The research hypothesis (question)
The research hypothesis of the article is to investigate the molecular and behavioral effects of the administration of chronic DEX (dexamethasone) on C57BL/6J mice.
The main study variable(s)
The primary variables include chronic DEX administration (level), body weight, depressive-like behavior (despair and anhedonia), anxiety-like behavior, and locomotor activity. The independent variable is chronic DEX administration. The dependent variables include body weight, depressive-like behavior (despair and anhedonia), anxiety-like behavior, and locomotor activity. Considering the independent variable (DEX administration) is determined by the amount of DEX administered, then the level of measurement of the variables is the interval. Besides, the variables are continuous; that is, the DEX is continuously administered on the same mice for several days.
Statistical test used
The statistical tests used include two-way ANOVA, t-test, and Bonferroni’s post hoc tests.

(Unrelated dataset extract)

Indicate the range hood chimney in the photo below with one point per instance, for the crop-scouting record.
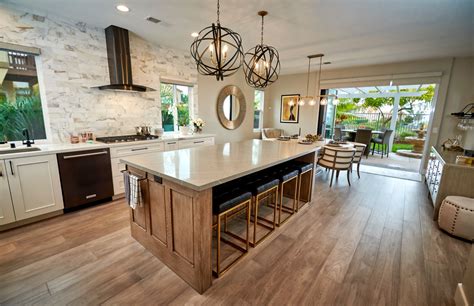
(120, 65)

Conclusions made based on the results of the statistical test
Notably, there are numerous conclusions obtained from the statistical tests. First, the chronic DEX administration increased depressive-like conditions in the mice. Notably, immobility time increased while the time of climbing declined in DEX-treated nice. Again, chronically treated DEX showed severe loss of body weight, a characteristic common in depressed human beings and animals. Besides, the findings showed a significant difference in saccharin preference after 20 days of DEX administration. Mainly, there is an effect on GR-induced anhedonia, with a mean decline in saccharine preference of 20 percent in the DEX administered group in comparison to saline-treated animals. Finally, chronic DEX administration increased anxiety-related behaviors in mice.
Skupio, U., Tertil, M., Sikora, M., Golda, S., Wawrzczak-Bargiela, A., & Przewlocki, R. (2015). Behavioral and molecular alterations in mice resulting from chronic treatment with dexamethasone: Relevance to depression. Neuroscience, 286, 141–150.